All das liefert ein tieferes Verständnis, nicht nur für die Forscher, sondern auch Ottonormalverbraucher sollen an ihren Computern oder Smartphones virtuell durch die Natur wandern, wie Glorianna Davenport sagt. Die emeritierte Professorin ist die Vordenkerin des Forschungsprojekts und eine der Mitbegründerinnen des MIT Media Lab.
„Es ist wunderbar, durch den Wald zu laufen und nicht an einem Smartphone herumzuspielen“, sagt sie. Aber was spreche dagegen, über eine gut gemachte App oder ein Virtual-Reality-Spiel mehr über die Mikroben oder die Rückkehr einer gefährdeten Spezies zu lernen? Wenn das im Tidmarsh Wildlife Sanctuary funktioniere, hätten die Forscher noch deutlich ehrgeizigere Projekt im Sinn – etwa tief im Regenwald des Amazonas.
Aber es gibt auch Menschen, die solche Ideen skeptisch sehen.
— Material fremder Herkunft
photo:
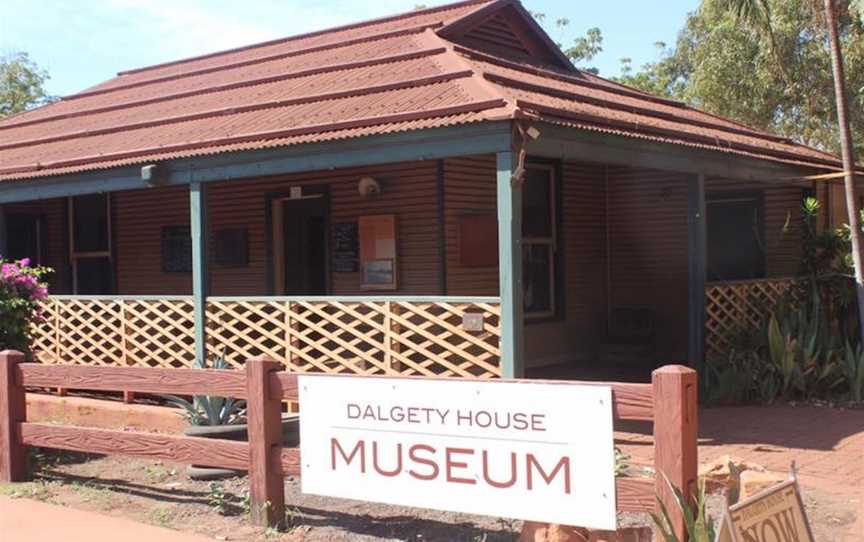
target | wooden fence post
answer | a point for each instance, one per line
(266, 483)
(13, 455)
(675, 391)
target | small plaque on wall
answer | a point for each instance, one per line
(346, 248)
(478, 240)
(378, 259)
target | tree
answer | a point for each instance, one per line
(848, 153)
(715, 48)
(758, 15)
(21, 84)
(582, 49)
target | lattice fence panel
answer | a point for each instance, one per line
(387, 336)
(44, 333)
(736, 307)
(361, 337)
(115, 331)
(240, 330)
(430, 340)
(159, 333)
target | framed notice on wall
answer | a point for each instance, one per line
(378, 261)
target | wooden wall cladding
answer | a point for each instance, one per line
(469, 190)
(139, 216)
(478, 240)
(583, 240)
(408, 193)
Sie sind besorgt darüber, dass Technik und konstante Überwachung nun auch in Gegenden der Welt eindringen, die bislang davon frei waren. Die Massachusetts Audubon Society, die das Naturschutzgebiet verwaltet, willigte erst in die Aufstellung der Kameras und Mikrofone ein, als sichergestellt war, dass menschliche Stimmen unidentifizierbar gemacht würden.
Pädagogen fragten Davenport, warum sie Kinder dazu ermutige, ihre Smartphones herumzutragen, statt die Natur einmal ganz ohne die Technik wahrzunehmen. „Warum nicht?“, habe sie geantwortet. „Das ist die Art, wie sie lernen. Das ist ihr Mechanismus für Interaktion.“
Einst befand sich auf dem Terrain des heutigen Schutzgebiets eine Cranberry-Farm. Als diese aufgegeben wurde, holte sich die Natur das Land zurück. Der Sumpf bietet Lebensraum für zahlreiche Insekten, Vögel und Pflanzen.
Auch das Zentrum der MIT-Wissenschaftler befindet sich dort. Es ist zugleich Davenports Wohnhaus, das sie 1999 gebaut hat. Erstmals hatte sie das Gebiet Anfang der 80er Jahre besucht. Als Landbesitzerin unterstützte sie gemeinsam mit ihrem Ehemann die Audubon-Gesellschaft, um das Land wieder in den Zustand zurückzuversetzen, in dem es sich befand, bevor es im 19. Jahrhundert von Menschen urbar gemacht worden war.
An dem Forschungsprojekt sind verschiedene Disziplinen beteiligt. Davenport ist Dokumentarfilmerin. Andere sind Informatiker oder Musiker. Bei einem Teilprojekt werden Klanggemälde auf der Basis dessen konstruiert, was die Sensoren erfassen.
Ein weiteres Experiment besteht aus einem Computerspiel mit erweiterter Realität, das an „Pokémon Go“erinnert. Dabei galoppieren elch-ähnliche Wesen durch eine virtuelle Welt, die in den Sumpf eingebettet ist. Wenn die Sensoren einen Schauer im wirklichen Tidmarsh erfassen, werden die Kreaturen nass. Wenn es ein lautes, plötzliches Geräusch gibt, erschrecken sie.
Bei einem anderen Experiment bekommen die Teilnehmer ein spezielles Headset aufgesetzt, wenn sie durch das Schutzgebiet laufen. An einem heißen Nachmittag im Spätsommer stapften MIT-Forscher Gershon Dublon und seine Kollegen durch das Gelände in hüfthohem Wasser, um zu zeigen, wie die Sensoren die menschliche Wahrnehmung der Natur erweitern können. „Der Wald ist deutlich aktiver, als man denken würde“, sagt Dublon. „Das liegt daran, dass die Tiere stiller sind, wenn jemand in der Nähe ist.“
Mit dem Headset erhalten Besucher neue Fähigkeiten der Wahrnehmung. Sie können besser hören als in der Realität. Wer zum Beispiel auf eine Seite des Kopfhörers tippt, kann die Geräusche eines nahegelegenen Teich näher heranholen, auf dem Enten schwimmen. Auf dem anderen Ohr sind die Geräusche eines abgelegenen Orts zu hören, der unter Bäumen versteckt liegt. So haben Besucher die seltene Gelegenheit, selbst scheue Tiere zu belauschen, die normalerweise weglaufen, bevor ein menschliches Wesen ihnen nahe kommt.